休憩したあとは温室に向かった。
あたたかな室内に色とりどりの花が咲き乱れ、目に鮮やかだ。

「あっ! ここって前に亮平さんと写真撮ったところだ。携帯電話に保存されてたの」

「うん、初めて陽茉莉と写真を撮ったね」

「そうだったんだ~」

うわーと陽茉莉が感嘆の声を上げる。決して記憶が戻るわけじゃないけれど、何かを思い出せそうな気持ちになる。それに、まるで憧れの場所に来られたかのような感覚にワクワクしてしまう。

「ね、ね、また写真撮ろ?」

「いいよ」

陽茉莉は亮平に身を寄せて携帯電話をかざす。
二人がしっかりと映って背景にも綺麗に花が入るように……。

「こうかな?」

伸ばした腕がプルプルしているのに気づき、亮平はくくっと笑う。

「こう、だよ」

反対側から伸ばした亮平の手が、陽茉莉の携帯電話をしっかりと固定した。

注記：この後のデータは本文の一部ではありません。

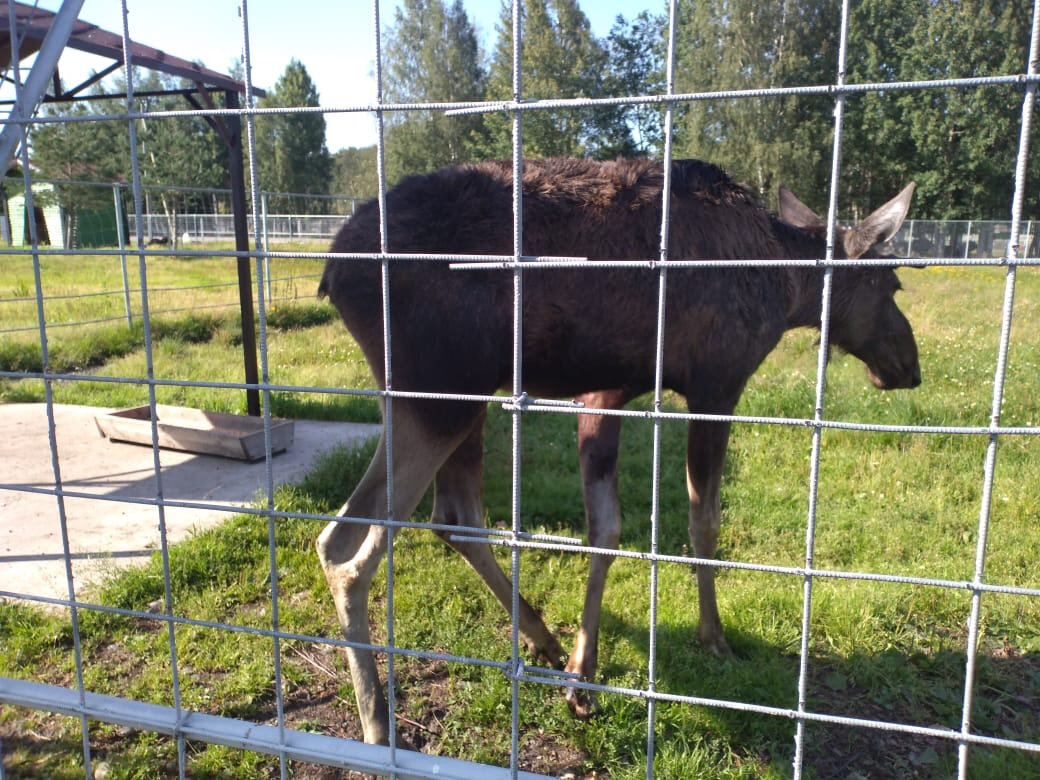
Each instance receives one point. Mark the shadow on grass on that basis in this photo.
(892, 686)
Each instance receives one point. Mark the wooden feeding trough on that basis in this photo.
(196, 431)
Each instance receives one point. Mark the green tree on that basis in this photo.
(635, 54)
(746, 45)
(432, 55)
(354, 172)
(80, 151)
(562, 58)
(965, 140)
(177, 151)
(291, 151)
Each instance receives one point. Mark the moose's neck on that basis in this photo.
(802, 285)
(803, 289)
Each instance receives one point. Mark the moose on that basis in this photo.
(587, 333)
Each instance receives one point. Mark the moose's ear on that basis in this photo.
(795, 212)
(880, 226)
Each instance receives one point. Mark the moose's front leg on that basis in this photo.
(705, 453)
(598, 441)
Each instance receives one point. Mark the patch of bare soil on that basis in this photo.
(1007, 705)
(423, 689)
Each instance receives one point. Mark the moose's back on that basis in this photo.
(582, 329)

そしてもう反対の手は陽茉莉をしっかりと引き寄せる。

カシャッ

小気味良い音が響き、陽茉莉は携帯電話を確認する。

「どう? 上手く撮れてた?」

「うん、いい感じ。ほら」

と顔を上げた瞬間、思いのほか亮平の顔が近くにありドッキンと心臓が揺れた。

(わ、わわわわー)

陽茉莉は声にならない悲鳴を上げ、慌てて口を押さえる。
なんだか今日の自分は変だ。
亮平とデートするのは初めてじゃないのに、亮平といるとドキドキしてしまうことが多い。

「どうかした?」

「なっ、なんでもないっ。温室がちょっと暑いなーって」

「そろそろ出よっか?」

「うん、そうだね」

あはは、とごまかしながら陽茉莉は亮平の車椅子を押した。この時ばかりは亮平が車椅子でよかったと思った。陽茉莉は自然に亮平の背後に回れるからだ。

とてもじゃないけど今、亮平に顔を見せられない。
だって頬がほてってたまらないのだから。